I would definitely build Mitsubishi's recommended circuit if your machine already has safety interlocks because deliberately rendering interlocks ineffective to save money isn't smart. Conversely, if an older machine doesn't have safety interlocks, adding a contactor is likely to be a waste of time.
For H&S and commercial reasons Mitsubishi are unlikely to recommend anything but the very best contactor. There are plenty of cheaper alternatives available: prices start just below £14 on Amazon, other suppliers available.
|martin perman||28/03/2019 11:44:00|
1591 forum posts
Like everything in life there is the minimalist view and OTT view of everything, its up to the user to decide whats safe and whats not, he is the one thats going to use the machine
|David Siddle 1||04/04/2019 07:47:31|
|12 forum posts|
Many thanks to all those who have replied with the benefit of their experience. The VFD is model
FR-D720S-042SC-EC. It's to power a Fobco drill. I'm not concerned about NVR and it's only me using the equipment.
|Russell Eberhardt||04/04/2019 09:20:02|
2456 forum posts
IMHO that unit will be fine when connected via a fused 13 A plug. I would unplug it when not in use or when working on it. O.K. you might forget to unplug it but equally you might forget to switch any isolator switch off.

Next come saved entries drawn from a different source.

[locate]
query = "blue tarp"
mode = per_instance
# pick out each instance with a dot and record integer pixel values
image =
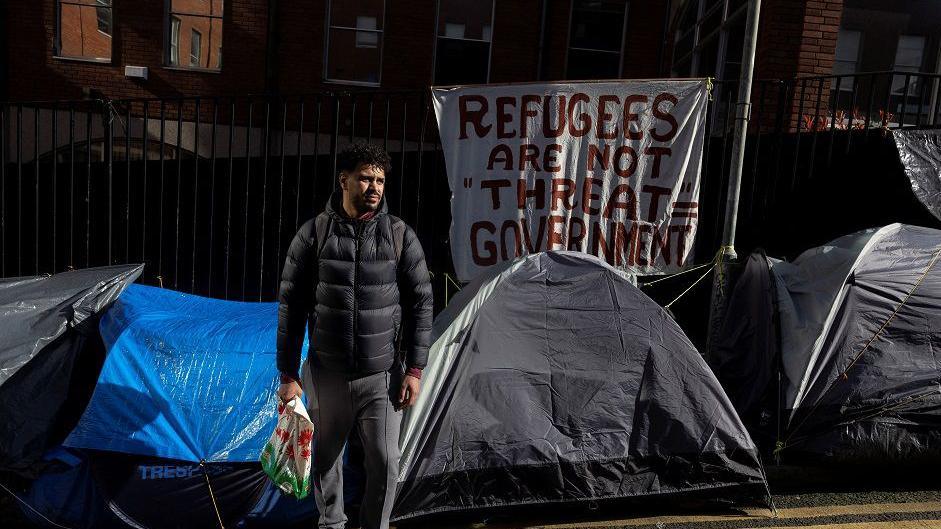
(186, 377)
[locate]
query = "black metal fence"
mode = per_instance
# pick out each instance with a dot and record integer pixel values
(209, 191)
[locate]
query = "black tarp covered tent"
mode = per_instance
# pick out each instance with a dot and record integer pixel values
(555, 379)
(50, 354)
(860, 330)
(745, 354)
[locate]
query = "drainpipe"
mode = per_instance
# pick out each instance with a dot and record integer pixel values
(663, 39)
(271, 49)
(4, 53)
(542, 40)
(721, 283)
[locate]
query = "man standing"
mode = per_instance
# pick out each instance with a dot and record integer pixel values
(356, 278)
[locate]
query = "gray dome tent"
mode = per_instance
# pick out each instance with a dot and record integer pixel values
(860, 330)
(555, 379)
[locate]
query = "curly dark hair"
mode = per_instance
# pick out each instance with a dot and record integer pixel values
(363, 153)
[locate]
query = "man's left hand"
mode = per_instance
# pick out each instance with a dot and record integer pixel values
(408, 395)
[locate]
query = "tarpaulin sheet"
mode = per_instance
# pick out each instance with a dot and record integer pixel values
(558, 380)
(872, 383)
(187, 378)
(50, 355)
(34, 311)
(746, 357)
(920, 154)
(860, 329)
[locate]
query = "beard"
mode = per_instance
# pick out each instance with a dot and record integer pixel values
(363, 205)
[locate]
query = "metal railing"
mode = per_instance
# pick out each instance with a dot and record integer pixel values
(209, 191)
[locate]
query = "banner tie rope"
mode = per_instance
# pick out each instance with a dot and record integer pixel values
(212, 496)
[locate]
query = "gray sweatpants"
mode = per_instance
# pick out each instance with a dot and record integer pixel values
(338, 404)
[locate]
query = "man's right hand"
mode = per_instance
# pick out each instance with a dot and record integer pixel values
(289, 390)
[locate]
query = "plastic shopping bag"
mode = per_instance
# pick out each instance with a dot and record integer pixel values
(286, 457)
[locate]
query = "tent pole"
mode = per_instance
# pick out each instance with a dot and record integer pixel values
(721, 282)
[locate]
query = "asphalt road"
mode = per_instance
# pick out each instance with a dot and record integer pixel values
(814, 498)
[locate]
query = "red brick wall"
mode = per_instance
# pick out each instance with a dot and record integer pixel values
(408, 48)
(797, 38)
(139, 41)
(644, 39)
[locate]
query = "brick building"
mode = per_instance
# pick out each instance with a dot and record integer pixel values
(55, 49)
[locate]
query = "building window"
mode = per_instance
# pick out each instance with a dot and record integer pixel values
(174, 40)
(202, 21)
(462, 47)
(353, 51)
(596, 39)
(366, 35)
(196, 45)
(846, 59)
(84, 29)
(708, 38)
(909, 56)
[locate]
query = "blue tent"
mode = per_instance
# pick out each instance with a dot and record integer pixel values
(186, 378)
(185, 402)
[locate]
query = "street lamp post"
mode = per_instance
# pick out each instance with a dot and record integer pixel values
(721, 280)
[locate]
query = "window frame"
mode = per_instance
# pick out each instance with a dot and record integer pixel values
(168, 16)
(848, 80)
(326, 48)
(175, 23)
(620, 52)
(900, 90)
(436, 36)
(196, 37)
(57, 42)
(730, 15)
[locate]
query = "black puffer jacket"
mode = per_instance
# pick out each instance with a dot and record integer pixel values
(354, 300)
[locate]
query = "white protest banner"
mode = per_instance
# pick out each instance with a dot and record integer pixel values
(607, 168)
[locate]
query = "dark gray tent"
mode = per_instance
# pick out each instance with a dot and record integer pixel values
(555, 379)
(50, 354)
(860, 330)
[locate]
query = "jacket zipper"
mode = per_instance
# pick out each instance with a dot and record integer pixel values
(357, 231)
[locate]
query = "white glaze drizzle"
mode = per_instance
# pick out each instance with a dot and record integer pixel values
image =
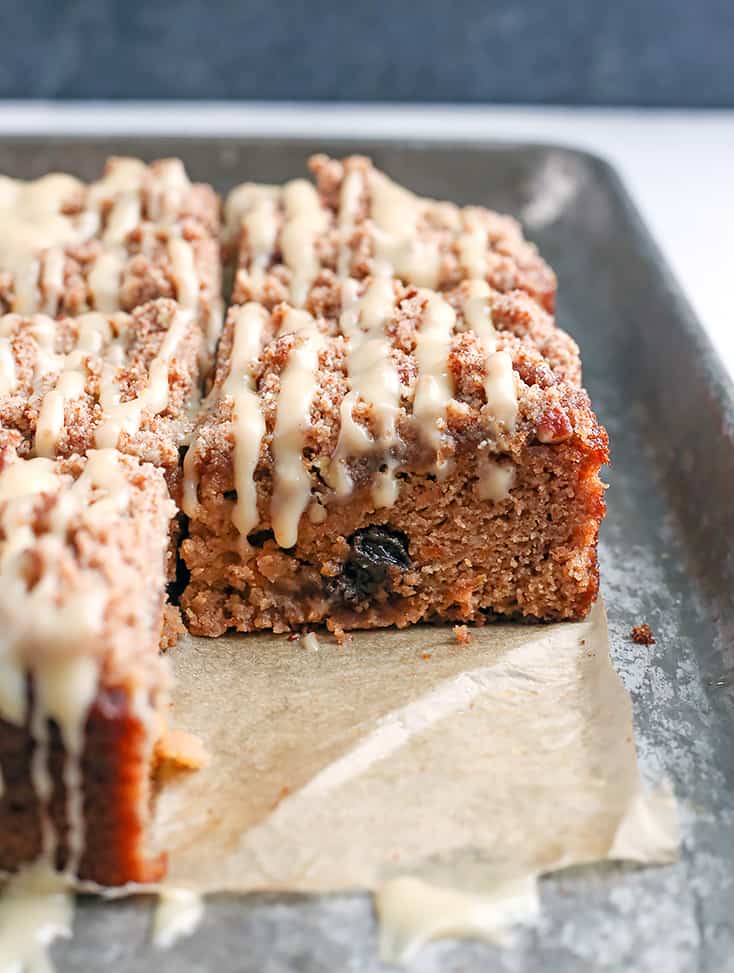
(372, 377)
(35, 230)
(32, 221)
(494, 479)
(305, 218)
(399, 247)
(350, 194)
(499, 382)
(249, 424)
(36, 907)
(434, 388)
(178, 913)
(292, 482)
(93, 331)
(119, 416)
(49, 632)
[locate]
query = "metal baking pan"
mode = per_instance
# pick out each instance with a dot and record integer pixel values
(667, 553)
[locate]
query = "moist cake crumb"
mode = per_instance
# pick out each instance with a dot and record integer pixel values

Check that the NVR function is enabled by running the machine, unplugging and plugging in again.
Edited By Russell Eberhardt on 04/04/2019 09:21:06
|Peter Spink||04/04/2019 10:24:25|
60 forum posts
Two buttons (one make and one break) and a 10k pot are all you need for basic control of this VFD.
If the volts disappear from the device it will need a start command to run again so NVR is sorted anyway!